Polarized spectral emittance from periodic micromachined surfaces: V. Undoped silicon: angular measurement in shallow lamellar gratings.

Experimental results of thermal emittance from lamellar gratings in intrinsic silicon are presented along with a theoretical discussion. For azimuthal angular directions in shallow gratings, enhanced thermal emission plateaus and maxima are observed. In the case of p-polarized emission in the Phi = 90 degrees azimuth (parallel to the grating vector), the plateau arises when two diffractive orders can be supported; it lies between the Rayleigh polar angles corresponding to the forbidden zone. The experimentally observed angular dependence of the s-polarized emission for the Phi = 90 degrees azimuth has been compared with a coupled-wave calculation, and a respectable agreement has been obtained. For the experimentally observed s-polarized emission in the Phi = 0 degrees azimuth (perpendicular to the grating vector), there is an onset of enhanced emission at the polar angles that follows a simple empirical relation unrelated to any known diffraction law. By contrast, the p-polarized emission in the Phi = 0 degrees azimuth shows relatively little structure. These data illustrate the value of thermal emission for surveying multivariate absorption processes involving microstructures.

Polarized spectral emittance from periodic micromachined surfaces: IV. Undoped silicon: Normal direction in deep lamellar gratings.

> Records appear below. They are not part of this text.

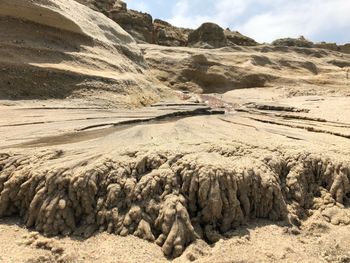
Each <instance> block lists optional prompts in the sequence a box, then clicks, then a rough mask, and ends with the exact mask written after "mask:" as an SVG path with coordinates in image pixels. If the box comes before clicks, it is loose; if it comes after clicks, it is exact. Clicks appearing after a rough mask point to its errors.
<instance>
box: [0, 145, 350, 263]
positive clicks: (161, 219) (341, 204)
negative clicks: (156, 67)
mask: <svg viewBox="0 0 350 263" xmlns="http://www.w3.org/2000/svg"><path fill="white" fill-rule="evenodd" d="M222 150H223V148H221V150H219V148H216V149H215V148H212V149H211V150H210V151H208V152H201V153H179V152H177V153H171V152H148V153H142V152H135V153H128V154H126V155H125V154H124V155H114V156H113V155H111V156H109V157H107V156H103V157H97V158H93V159H89V160H86V161H84V160H81V161H79V162H77V161H75V160H74V161H72V162H71V164H69V165H68V163H67V162H62V161H60V160H61V159H62V158H64V152H62V151H53V152H52V151H51V152H50V151H47V152H43V153H40V154H39V153H38V154H36V155H34V156H25V155H11V154H2V155H0V168H1V169H0V216H10V215H16V214H17V215H20V216H21V218H23V220H24V222H25V224H26V225H27V227H32V228H34V229H36V230H37V231H40V232H42V233H45V234H47V235H58V234H63V235H69V234H75V235H83V236H85V237H89V236H90V235H92V234H93V233H94V232H95V231H98V230H99V231H108V232H109V233H115V234H118V235H122V236H125V235H129V234H132V235H135V236H138V237H140V238H143V239H146V240H149V241H151V242H156V243H157V244H158V245H160V246H161V247H162V250H163V252H164V254H165V255H167V256H172V257H177V256H179V255H181V253H182V252H183V250H184V249H185V247H186V246H188V245H189V244H190V243H191V242H192V241H194V240H195V239H200V238H203V239H205V240H207V241H209V242H216V241H218V239H220V237H221V235H222V234H224V233H225V232H227V231H229V230H231V229H233V228H234V227H235V226H238V225H240V224H242V223H244V222H246V220H248V219H252V218H268V219H270V220H285V221H286V223H290V224H294V225H299V224H300V220H302V219H304V218H305V217H307V215H308V211H309V210H312V209H321V210H322V211H323V213H324V215H325V217H326V218H327V220H329V221H330V222H332V223H334V224H349V223H350V215H349V214H348V212H347V211H346V210H344V211H343V210H342V209H341V207H342V204H344V203H346V202H348V201H349V193H350V184H349V180H350V170H349V168H350V165H349V163H348V162H341V161H334V160H331V159H328V158H326V157H323V156H313V155H310V154H307V153H299V154H296V155H293V156H291V155H284V154H273V155H269V156H261V157H260V158H258V159H256V158H255V157H253V156H252V155H251V154H246V155H245V156H244V157H238V156H239V155H238V156H237V155H236V154H235V152H234V149H231V150H230V149H226V150H225V152H222ZM329 209H331V210H329Z"/></svg>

Experimental results of thermal emittance from deep gratings are presented along with a theoretical discussion. We have found that for a certain grating geometry thermal emission peaks coincide with the cutoff frequencies of slab waveguides. The coincidence was found with s- but not p-polarized emission. This suggests that coupling between grating fins for s-polarized emission is small. It was also found that emission peaks do not correlate directly with the well-known grating equation for these deep gratings.